The utility hit a snag in the first quarter, when its application at the Board of Standards & Appeals was delayed, but it is evaluating new possible locations. Construction is slated to begin this fall, with operations beginning in the second quarter of 2017.
A distributed generation resource would deploy ConEd's existing Mobile Power Interface combined with a Mobile Electric Generator. The utility said the project was considered for this year, but is now on hold until 2017 as it "evaluates diversified generation solutions including fuel cells, additional batteries, and solar."
A voltage optimization initiative could bring in up to 7 MW. The project will optimize the voltage on a 27 kV primary system, including a 4 kV overhead system.

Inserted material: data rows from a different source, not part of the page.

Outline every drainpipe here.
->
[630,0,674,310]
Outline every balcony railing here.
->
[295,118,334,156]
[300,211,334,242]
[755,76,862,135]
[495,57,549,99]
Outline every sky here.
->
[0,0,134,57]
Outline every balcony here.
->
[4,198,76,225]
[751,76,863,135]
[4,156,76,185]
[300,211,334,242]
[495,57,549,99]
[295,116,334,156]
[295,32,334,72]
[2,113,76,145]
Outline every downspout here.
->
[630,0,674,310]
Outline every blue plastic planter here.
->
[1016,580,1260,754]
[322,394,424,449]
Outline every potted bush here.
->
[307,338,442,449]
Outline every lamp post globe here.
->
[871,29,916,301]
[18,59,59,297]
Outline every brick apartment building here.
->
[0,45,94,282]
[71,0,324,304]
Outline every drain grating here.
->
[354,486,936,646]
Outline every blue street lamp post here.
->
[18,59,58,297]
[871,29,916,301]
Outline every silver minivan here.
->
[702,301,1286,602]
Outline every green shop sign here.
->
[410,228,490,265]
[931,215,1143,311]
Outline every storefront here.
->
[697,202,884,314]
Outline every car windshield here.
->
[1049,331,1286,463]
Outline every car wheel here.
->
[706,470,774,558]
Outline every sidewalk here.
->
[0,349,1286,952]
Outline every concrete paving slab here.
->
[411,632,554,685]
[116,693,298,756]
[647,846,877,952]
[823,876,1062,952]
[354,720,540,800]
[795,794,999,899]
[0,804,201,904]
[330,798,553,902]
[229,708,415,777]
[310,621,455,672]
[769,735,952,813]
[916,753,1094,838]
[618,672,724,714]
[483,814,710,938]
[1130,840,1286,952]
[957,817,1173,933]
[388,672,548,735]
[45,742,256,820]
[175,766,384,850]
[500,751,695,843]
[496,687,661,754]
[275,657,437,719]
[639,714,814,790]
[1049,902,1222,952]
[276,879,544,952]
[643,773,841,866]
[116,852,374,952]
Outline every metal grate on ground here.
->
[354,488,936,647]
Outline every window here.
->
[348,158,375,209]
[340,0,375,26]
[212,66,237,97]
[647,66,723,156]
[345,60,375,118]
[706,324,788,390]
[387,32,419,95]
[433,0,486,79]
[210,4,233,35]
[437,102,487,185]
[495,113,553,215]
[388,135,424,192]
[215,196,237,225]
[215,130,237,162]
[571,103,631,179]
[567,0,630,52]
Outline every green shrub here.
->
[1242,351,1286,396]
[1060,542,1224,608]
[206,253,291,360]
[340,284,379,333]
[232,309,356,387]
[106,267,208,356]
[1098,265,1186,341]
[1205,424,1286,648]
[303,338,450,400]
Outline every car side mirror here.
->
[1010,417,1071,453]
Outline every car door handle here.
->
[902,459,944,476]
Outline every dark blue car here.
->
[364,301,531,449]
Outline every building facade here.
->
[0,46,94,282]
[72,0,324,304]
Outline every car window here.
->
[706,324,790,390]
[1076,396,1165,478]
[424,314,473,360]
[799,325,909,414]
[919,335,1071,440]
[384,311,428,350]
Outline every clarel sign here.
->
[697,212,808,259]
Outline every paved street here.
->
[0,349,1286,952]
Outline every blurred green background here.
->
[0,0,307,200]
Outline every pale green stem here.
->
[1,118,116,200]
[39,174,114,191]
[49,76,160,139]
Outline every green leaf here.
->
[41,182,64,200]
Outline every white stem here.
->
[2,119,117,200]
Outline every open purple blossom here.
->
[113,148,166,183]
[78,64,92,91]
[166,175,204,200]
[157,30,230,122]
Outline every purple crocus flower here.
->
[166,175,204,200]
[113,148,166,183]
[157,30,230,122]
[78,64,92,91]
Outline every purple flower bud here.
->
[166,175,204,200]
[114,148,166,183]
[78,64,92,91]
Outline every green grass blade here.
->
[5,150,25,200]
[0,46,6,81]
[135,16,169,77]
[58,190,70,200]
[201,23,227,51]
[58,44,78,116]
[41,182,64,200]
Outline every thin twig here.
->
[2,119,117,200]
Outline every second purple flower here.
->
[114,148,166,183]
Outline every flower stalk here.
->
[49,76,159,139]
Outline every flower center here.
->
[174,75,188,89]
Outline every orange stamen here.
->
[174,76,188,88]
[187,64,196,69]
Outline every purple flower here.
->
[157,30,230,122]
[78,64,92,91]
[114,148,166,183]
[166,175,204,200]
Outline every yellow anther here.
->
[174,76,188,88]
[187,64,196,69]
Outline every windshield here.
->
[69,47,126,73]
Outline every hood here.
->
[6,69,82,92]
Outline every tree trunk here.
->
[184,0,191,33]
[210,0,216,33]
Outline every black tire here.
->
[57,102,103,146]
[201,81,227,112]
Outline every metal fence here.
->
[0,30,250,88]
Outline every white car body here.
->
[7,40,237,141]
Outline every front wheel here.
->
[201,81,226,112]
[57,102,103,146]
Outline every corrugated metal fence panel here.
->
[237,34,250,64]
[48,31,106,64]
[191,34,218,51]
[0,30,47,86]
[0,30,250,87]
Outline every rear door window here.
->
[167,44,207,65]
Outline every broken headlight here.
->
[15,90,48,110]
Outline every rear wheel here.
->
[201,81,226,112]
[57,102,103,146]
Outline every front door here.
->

Upgrades at the area substation Brownsville 1 are near completion, and area substation Brownsville 2 work is almost complete.
The project is providing 4 MW of demand reduction this summer.
The Brownsville substation is being targeted for multiple projects. In March, the utility closed an RFP targeting 1 MW of solar generation by installing panels at 10 substations and other buildings it owns in the BQDM area.
A fuel cell project is also in the works. Last year, ConEd closed an RFP for up to 1 MW of fuel cells. A vendor and business model has been selected, and contract negotiations are ongoing. The fuel cell project is expected to be in operation before June 2017.